Un apartamento de una habitación en una zona céntrica de Tokio ronda de media los 127.000 yenes al mes –unos 920 euros-. Una cifra que no resulta especialmente escandalosa si pensamos que el ingreso medio de los hogares de un asalariado ronda los 467.774 yenes -unos 3.300 euros- mensuales.

El problema está, tal y como asegura Álvaro Vizcay, en los costes colaterales al arrendamiento. En términos generales, el extranjero acaba abonando un mes del alquiler al agente inmobiliario por sus gestiones al haber traducido todo del japonés. Otros dos meses de alquiler de media para el propietario, aunque en algunas ocasiones el desembolso inicial puede llegar a ser de unos 5 meses de alquiler por adelantado, una media de 635.000 yenes (más de 4.500 euros) de los que, generalmente, se dan por perdidos cuatro, como fianza para cubrir "desperfectos". Por si fuera poco, detalla Idealista, además el interesado debe en muchos acasos abonar el llamado reikin o dinero de gratitud, una especie de "regalo" al casero por permitirnos alquilar la casa.

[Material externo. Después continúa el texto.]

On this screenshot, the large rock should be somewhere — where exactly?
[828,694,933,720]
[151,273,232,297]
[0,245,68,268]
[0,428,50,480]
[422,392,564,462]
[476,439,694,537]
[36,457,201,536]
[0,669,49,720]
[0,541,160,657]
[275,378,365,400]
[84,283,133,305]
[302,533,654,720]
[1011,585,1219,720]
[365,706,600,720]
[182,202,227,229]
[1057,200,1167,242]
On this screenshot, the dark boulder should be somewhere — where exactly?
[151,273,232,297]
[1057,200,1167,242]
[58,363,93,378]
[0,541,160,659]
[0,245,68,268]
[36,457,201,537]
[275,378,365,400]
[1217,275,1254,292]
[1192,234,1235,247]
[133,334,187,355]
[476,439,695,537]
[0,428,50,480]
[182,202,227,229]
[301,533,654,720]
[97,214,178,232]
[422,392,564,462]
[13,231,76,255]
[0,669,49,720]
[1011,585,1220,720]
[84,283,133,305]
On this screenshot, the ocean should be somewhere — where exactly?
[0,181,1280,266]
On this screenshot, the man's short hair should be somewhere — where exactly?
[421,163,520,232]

Problemas con las mediciones

Asimismo, el extranjero deberá aclararse la superficie que mide su casa, ya que, por lo general, las mediciones son dadas en tatamis y estas porciones de superficie suelen variar según regiones -el tatami en Tokio corresponde a 1,5 metros cuadrados-.

Además, es conveniente cerciorarse de que el inmueble fue construido a partir de 1981, ya que desde ahí las construcciones tuvieron que aceptar normas más estrictas para ser más resistentes a los seísmos. Una vez pasados todos los trámites anteriores, la siguiente parada será las tiendas de muebles y electrodomésticos ya que una inmensa mayoría se encuentran totalmente vacíos.

Los vecinos

Si, a pesar de todo ello, el interesado sigue decidido a alquilar, deberá tener en cuenta la idiosincrasia nipona, poco tolerante a los ruidos. Para Álvaro, el "tema de los vecinos" es algo a tener muy en cuenta, ya que son un pueblo más sensible de lo normal . "Me han llamado la atención dos veces en apenas cinco meses y no he hecho nada más que alguna cena de vez en cuando y nunca más allá de media noche".

Mientras, en el tema de las basuras también se vive en cierta esquizofrenia colectiva, tal y como asegura este directivo. Se debe aprender un complejo sistema de reciclaje de basuras, en donde hay una fórmula exacta para disponerlas -el cartón se abre y se anuda con cuerda blanca, por ejemplo-.

"El tema de las basuras es lo más horrible, a veces me toca bajar a escondidas de noche a tirarla porque sus normas sobrepasan lo aceptable, sobre todo a la hora de no dejarte sacar la bolsa de desechos perecederos que huelen mal nada más que un día a la semana", alega con cierta frustración Álvaro Vizcay.

Por todo ello, Idealista nos da otra opción si no queremos pasar por este pequeño rosario en la capital nipona. Las "guest houses", son habitaciones o estudios en los que se comparte baño y cocina. Esta opción es mucho más fácil, ya que se evitan agentes inmobiliarios o propietarios.